We've all seen crime movies where the criminal calls the police from an
unknown location to make their demands and state what horrible outcome will
occur if their demands aren't met. They're using the communication method to
hide their location and (sometimes) identity. The police immediately flip on
their call tracing device which starts counting down the time it takes to
identify the caller's location. The criminal mastermind always hangs up with 2
seconds left on the clock because he knows it takes exactly N seconds to trace
the call, for whichever value of N the scriptwriter chose. Fast forward a few
years and our hypothetical police department now has access to technology that
allows them to trace calls phone calls instantly. Until the criminals find out
about it, they'll continue to call in and make their demands, giving away
their location and enabling the protagonist to jump in and save the hostage or
defuse the bomb or whatever. When the knowledge becomes widespread that phone
calls are instantly traceable, the criminals start conveying their demands
through some other non-traceable means. The advantage moves from the side
working to protect the public over to the side working to harm it.
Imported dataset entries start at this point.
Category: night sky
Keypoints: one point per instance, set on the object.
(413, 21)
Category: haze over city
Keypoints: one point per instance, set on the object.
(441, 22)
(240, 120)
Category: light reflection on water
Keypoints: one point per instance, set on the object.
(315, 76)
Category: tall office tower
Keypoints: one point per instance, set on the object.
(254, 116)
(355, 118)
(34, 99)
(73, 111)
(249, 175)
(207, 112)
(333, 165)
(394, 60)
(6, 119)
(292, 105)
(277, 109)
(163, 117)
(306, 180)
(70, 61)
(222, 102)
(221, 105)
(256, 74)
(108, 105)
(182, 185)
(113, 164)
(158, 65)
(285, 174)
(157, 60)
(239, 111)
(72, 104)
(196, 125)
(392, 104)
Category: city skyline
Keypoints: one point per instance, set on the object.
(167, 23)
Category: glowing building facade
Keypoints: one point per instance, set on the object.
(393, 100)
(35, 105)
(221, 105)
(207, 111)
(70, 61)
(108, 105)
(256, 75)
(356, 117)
The only people it would benefit to have outside knowledge of this technology
are the ones being targeted by it. It doesn't matter to general public how the
police are getting their information, only that it's being used solely against
legitimate targets. What the public needs to know is that independent review
is being conducted to ensure the technology isn't abused and turned against
them, and to be immediately informed if it ever is. Showing the public the
police department's sources and methods in my hypothetical example had the net
effect of making the public less safe. In real life, if it turns out that the
NSA is establishing a huge Orwellian surveillance network for nefarious
purposes then the public needs to see real examples - politicians being
blackmailed, backdoor financial manipulation, ordinary people being threatened
and coerced, etc. That would enable the public to stand up and take action
against the NSA; if the public can't get their elected government officials to
stop overt abuse, that's when a leak of sources and methods would be justified
so that the public can protect itself. If it turns out that the NSA has been
using its technology to collect against legitimate foreign intelligence
targets, then the public hasn't benefitted at all from finding out how the NSA
collects against its targets.

Personally, I prefer the solution mentioned recently on the EFF website [1] -
establish independent oversight panels with both the legal and technical
expertise to identify abuse and either stop it or notify the public.

[1] [https://www.eff.org/deeplinks/2013/10/47-prominent-
technolog...](https://www.eff.org/deeplinks/2013/10/47-prominent-
technologists-nsa-review-panel-we-need-better-technical-oversight)

------
tommis
"[redacted] mechanism that leverages GCHQ's huge passive SIGINT access to
deliver CNE payloads to targets."

It doesn't sound very passive, if they are delivering content to target
machines trough this. If we are discussing "evercookie", this would mean they
could have capability to modify http traffic and inject "evercookie code" into
it. If they do have capability todo this, it would sound more feasible than
actually owning the target machines and using rootkits/malware to deliver
things.

------
mdisraeli
From a security operations perspective... if this is simply causing unique
markers to be placed on the end user systems, then looking for these to appear
in the clear... it's nothing new, really. Still rather cool, but not new or
ground breaking.